The National League of Democracy-led government has refused to postpone elections, despite COVID-19 cases soaring in cities such as Yangon where it is tipped to win all 44 parliamentary seats up for grabs, and several dozen other parties calling for a postponement.
That has prompted a flood of criticism as well as concerns — including from the UN — over whether the weekend’s polls, expected to return Ms Suu Kyi and her NLD party to power, can be fair.
The UN Office of the High Commissioner for Human Rights warned this week that the new rules created further restrictions on people’s right to participate in the political process, and had significantly disenfranchised Rohingya and ethnic Rakhine people in Rakhine state.
The US Carter Centre, among international election monitors on Sunday, has also observed that Myanmar’s “commitment to uphold fundamental and inclusive principles for political representation and universal suffrage is an ongoing concern in this election cycle”.
More than 37 million people are eligible to vote in Sunday’s polls, which are seen as a referendum on the former human rights champion’s leadership as State Counsellor, and the performance of her NLD government, which won a historic election in 2015 that many hoped would usher in a new era of democratic freedoms.
Instead, the Myanmar government has been dogged by accusations of mismanagement, a heavy-handed crackdown on dissent through record prosecutions of journalists and activists, and even of becoming an apologist for genocide.
Ms Suu Kyi fronted the International Court of Justice early this year to defend an accusation of genocide related to military operations in Rakhine in which thousands of Rohingya civilians were killed, women and girls gang-raped, and their villages burned to the ground, forcing some 730,000 people to flee over the border to Bangladesh.
Bias was already built into the electoral system the NLD inherited, thanks to a constitution that reserves a quarter of all parliamentary seats for the military that ruled the Southeast Asian country for almost five decades and still controls key security ministries.
Last month, the Union Election Commission cancelled voting for some 1.5 million people, largely ethnic minority voters in areas that have previously supported smaller ethnic parties, citing continued unrest and safety concerns. It is unclear when or if voters in these areas will be allowed to vote.
David Mathieson, an independent Myanmar analyst, says the disenfranchisement of at least 1.5 million ethnic minority voters is at least as significant as the continued exclusion of 1.1 million Rohingya of voting age from the democratic process.
More than 70 per cent of Rakhine state — where several thousand people have died in ongoing clashes between the Buddhist Arakan Army and military forces in recent years — has been excluded from the polls, along with all eligible Rohingya Muslims inside Rakhine or in Bangladesh.

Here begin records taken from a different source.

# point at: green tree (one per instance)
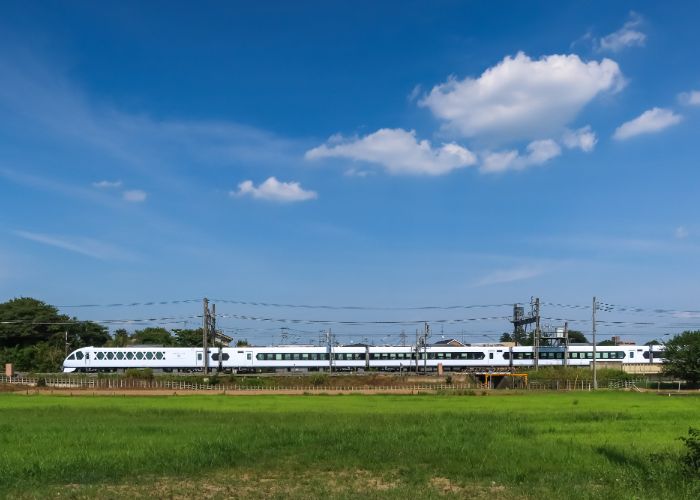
(33, 334)
(152, 336)
(120, 338)
(682, 355)
(188, 338)
(577, 337)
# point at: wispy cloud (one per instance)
(510, 275)
(274, 190)
(537, 153)
(398, 151)
(627, 36)
(84, 246)
(107, 184)
(651, 121)
(134, 196)
(37, 95)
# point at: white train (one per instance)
(312, 358)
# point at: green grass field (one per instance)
(572, 445)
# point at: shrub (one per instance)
(140, 373)
(319, 379)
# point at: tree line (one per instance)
(34, 336)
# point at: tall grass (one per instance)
(568, 445)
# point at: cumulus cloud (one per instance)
(651, 121)
(537, 153)
(627, 36)
(522, 98)
(398, 151)
(274, 190)
(691, 98)
(134, 196)
(583, 139)
(107, 184)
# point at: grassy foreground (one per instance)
(573, 445)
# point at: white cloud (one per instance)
(274, 190)
(84, 246)
(627, 36)
(107, 184)
(681, 232)
(583, 139)
(651, 121)
(522, 98)
(415, 92)
(691, 98)
(134, 196)
(538, 153)
(398, 151)
(509, 275)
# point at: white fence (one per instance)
(114, 384)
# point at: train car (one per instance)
(388, 358)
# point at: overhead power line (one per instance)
(358, 308)
(133, 304)
(353, 322)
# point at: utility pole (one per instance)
(536, 353)
(205, 334)
(426, 333)
(595, 372)
(566, 343)
(416, 351)
(330, 350)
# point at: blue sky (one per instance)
(394, 154)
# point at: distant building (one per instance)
(618, 341)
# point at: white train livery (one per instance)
(349, 358)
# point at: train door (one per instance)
(246, 358)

Critics point to the fact that some of the areas of fiercest fighting in northern Rakhine — which happen to be pockets of solid NLD support — will be allowed to vote.
Also excluded are whole or parts of townships in Kachin, Kayin, Mon and Shan states where ethnic insurgencies have simmered for decades and where strong ethnic parties lured the majority of votes in 2015.
Mr Mathieson told The Australian such decisions looked like “the most cynical and ruthless gerrymandering” on the part of the NLD.
“In the past five years, whatever support Aung San Suu Kyi had in ethnic areas has largely evaporated,” he said, although support within the majority Buddhist heartland has, if anything, increased in recent months.
“It’s going to be a very disordered election and it won’t be clean because of the cancellations and the incompetence radiating from a senior level in the UEC.”
The UEC — described by Myanmar’s independent Tampadipa think tank this week as “virtually an extension of the NLD” — has also been accused of censoring campaign speeches on state-owned media during the campaign in which traditional rallies and door-to-door campaigns have been largely curtailed by COVID-19 restrictions.
Human Rights Watch said last month at least four parties cancelled their broadcast speeches because of EC censorship, while the NLD-led government regularly used state media to “promote its policies and deemed successes in a report which concluded that systemic problems in Myanmar’s electoral process would prevent a fair election.